Il documentario partirà da uno scenario ipotetico, da un "E se...” che -spero- desterà empatia. Alle misure del governo, che per portare aiuto ha spedito in Sierra Leone 750 truppe, denaro e un centro logistico, la gente comune ha contribuito di tasca propria, donando in sole 48 ore quattro milioni di sterline alle associazioni caritative per tamponare le sofferenze dei malati di Ebola. Là fuori c’è empatia.
È un periodo di estremi, e se mai c’è stato bisogno di immaginazione, è questo il periodo giusto. Dobbiamo prendere in considerazione gli scenari "E se...”, e scoprire o dare sfogo alla nostra empatia e alle nostre energie. E se ci fosse un mondo di paghe adeguate per lavori adeguati, e se la gente potesse mantenersi con il proprio lavoro. E se... se davvero seppellissimo quella follia pavonesca che recita "L’avidità è buona”.

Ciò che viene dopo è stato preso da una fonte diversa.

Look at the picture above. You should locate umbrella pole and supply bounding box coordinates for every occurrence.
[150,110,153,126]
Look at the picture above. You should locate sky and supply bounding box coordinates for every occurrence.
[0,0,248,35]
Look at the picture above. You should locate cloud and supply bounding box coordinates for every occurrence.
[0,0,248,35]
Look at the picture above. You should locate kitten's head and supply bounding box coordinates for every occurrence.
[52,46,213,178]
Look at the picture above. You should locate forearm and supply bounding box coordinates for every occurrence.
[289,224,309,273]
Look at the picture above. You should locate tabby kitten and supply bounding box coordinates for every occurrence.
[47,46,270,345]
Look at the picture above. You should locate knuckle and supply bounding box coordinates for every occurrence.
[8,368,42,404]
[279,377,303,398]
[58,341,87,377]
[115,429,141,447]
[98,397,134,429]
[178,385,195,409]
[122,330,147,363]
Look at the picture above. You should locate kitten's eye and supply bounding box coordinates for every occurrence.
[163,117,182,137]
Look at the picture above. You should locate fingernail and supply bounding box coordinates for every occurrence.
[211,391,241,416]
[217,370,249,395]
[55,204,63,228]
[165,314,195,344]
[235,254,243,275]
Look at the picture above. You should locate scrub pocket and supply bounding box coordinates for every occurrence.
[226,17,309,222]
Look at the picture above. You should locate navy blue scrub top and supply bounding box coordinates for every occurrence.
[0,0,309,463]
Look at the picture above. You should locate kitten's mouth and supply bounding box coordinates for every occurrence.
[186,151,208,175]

Novembre si fa promotore della settimana per il salario di sussistenza. La campagna prevede eventi popolari in tutto il paese. La fondazione Living Wage ritiene che il modo più sicuro di uscire dalla povertà sia lavorare. Stando alle loro stime, nel Regno Unito un lavoratore su cinque non arriva a percepire un salario di sussistenza e 1,4 milioni di cittadini lavorano con un contratto a zero ore: significa che il lavoratore non ha garanzie sulla durata dell’impiego e sulla retribuzione in busta paga a fine mese. Ricevere stipendi al di sotto della soglia della sussistenza non significa soltanto non disporre di denaro sufficiente per sopravvivere, ma anche non avere abbastanza tempo per dedicarsi a qualunque altra cosa che non sia la folle cultura dei lunghi turni lavorativi; la famiglia, la speranza, la salute e la felicità sono succhiate via dalla vita di coloro che lavorano per troppo poco. Zero ore significa rendersi disponibili verso il datore di lavoro senza la garanzia di guadagnare abbastanza da poter vivere, e questo si ripercuote sulla capacità di poter affittare una casa, dal momento che sempre più proprietari di immobili sono irremovibili nel non accettare affittuari con contratti di questo tipo. Cosa resta da fare a una famiglia povera, costruire castelli in aria? La campagna del salario di sussistenza nasce dall’unione delle idee dei riformisti e di interessi sindacali e finanziari. Mira a sensibilizzare i datori di lavoro e a spingerli a versare correttamente e decorosamente ciò che, secondo i loro calcoli, dovrebbe essere un salario di sussistenza (più alto di quello di 8,80 sterline all’ora calcolato ...[continua]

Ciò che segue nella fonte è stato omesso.